Странно, я об этом не подумала, не сопоставила раньше эти отдельные и все же взаимосвязанные факты. Я поняла, что делала глупость, все еще наполовину веря, что не рожу. Я открыла дверь и вышла. На лестнице башни было темно, очень темно.
Весь вечер я слышала приготовления коменданта к бегству из башни. Он должен был отправиться на рассвете со своей немногочисленной ратью. Но не в Эшкорек-Арнор. Я не знала, что уготовил ему Вазкор, не знала, кто позаботится об этом — он сам или его стража.
Твердо решив уснуть, зачеркнуть любые звуки, любое насилие, я лежала без сна до тех пор, пока небо не прорезали первые красные лучи солнца. Ничего не было. Однако не было и цокота копыт, скачущих к Городу по мосту.
Полное первозданное безмолвие.
Я вывела Асрена на прогулку у зубцов башни, чего не делала с тех пор, как Вазкор установил там часового. День был теплый и яркий, голубое колесо неба медленно вращалось над головой. Асрен стал посмелей с мышкой и позволял ей перебегать с одной руки на другую, поглаживая ее всякий раз, когда она останавливалась.
Футах так в тридцати стоял одинокий часовой, повернувшись к нам спиной, отведя любопытные глаза. Раньше я считала небезопасным заговаривать.
— Мы должны покинуть башню, — тихо сказала я Мазлеку, — очень скоро, прежде чем прибудет армия нового властелина.

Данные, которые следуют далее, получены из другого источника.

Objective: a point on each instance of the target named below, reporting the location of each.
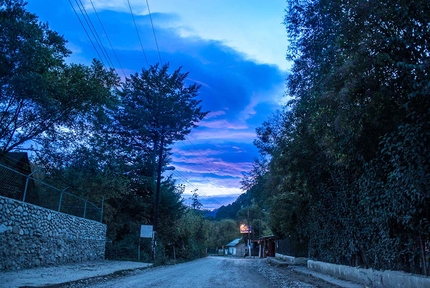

Я сообщила ему о планах Вазкора, и Мазлек ничего не сказал, но его правая рука вцепилась в парапет, ритмично сжимаясь и разжимаясь.
— Не знаю, как мы сможем это сделать, — добавила я. — Возможно, ночью. Мы можем разделаться с попавшимися нам случайными стражниками, но любой шум привлечет Вазкора. Думаю, я не смогу бороться с Вазкором, его силы превосходят мои — я уже рассказывала тебе об этом. И ров — как мы сможем перебраться через него, не воспользовавшись мостом, который вызовет больше шума, чем все прочее?
Мазлек покачал головой.
— Возможно, здесь есть подземные ходы, как в Белханноре, богиня. Они бывают в большинстве крепостей как последнее средство спасения во время оспы или штурма. Но найти их будет трудно. Волков Вазкора не купишь.
— Старуха, — вспомнила я. — Она может знать, и она слишком примитивна, чтобы выдать ему какие-то подробности.
Часовой потянулся, снял шлем, почесал белобрысую шевелюру и снова впал в неподвижность.
— А выйдя отсюда, — продолжила я, — куда мы можем отправиться? В Городах никакого пристанища больше нет.
— К востоку от гор лежат скалистые равнины и области лесов, болот на юго-востоке и на юге, а потом море. Дикий край, в нем очень удобно затеряться, если за тобой кто-то гонится, — предложил Мазлек.
— Пустынный край?
— Почти, богиня. Немногочисленные дикие племена, бешено воюющие между собой, хотя, как сообщают, иноплеменным чужакам они не причиняют вреда.
— Значит, в этот запустелый край мы и должны отправиться, чтобы оказаться на время в безопасности.
Такое будущее казалось серым и безнадежным для всех нас, по иного пути не представлялось. Бегство, насущная надобность, не оставляло места для отчаяния.
Мы обошли овальную загородку, чтобы оправдать свое присутствие там. Глаза часового стрельнули в сторону Асрена, когда мы проходили мимо, удивленные, позабавленные, совершенно лишенные сочувствия: человек, наблюдающий за прыжками полоумного на ярмарке. Вазкор хорошо подобрал своих тварей — темные, неумные люди, хорошие бойцы, лишенные страха из-за отсутствия воображения, преданные, потому что подчинялись собственному здравому смыслу: и до сих пор хватало еды и вина, женщин и престижа; заслуживающие доверия на самом последнем рубеже, потому что старый порядок был им выгоден.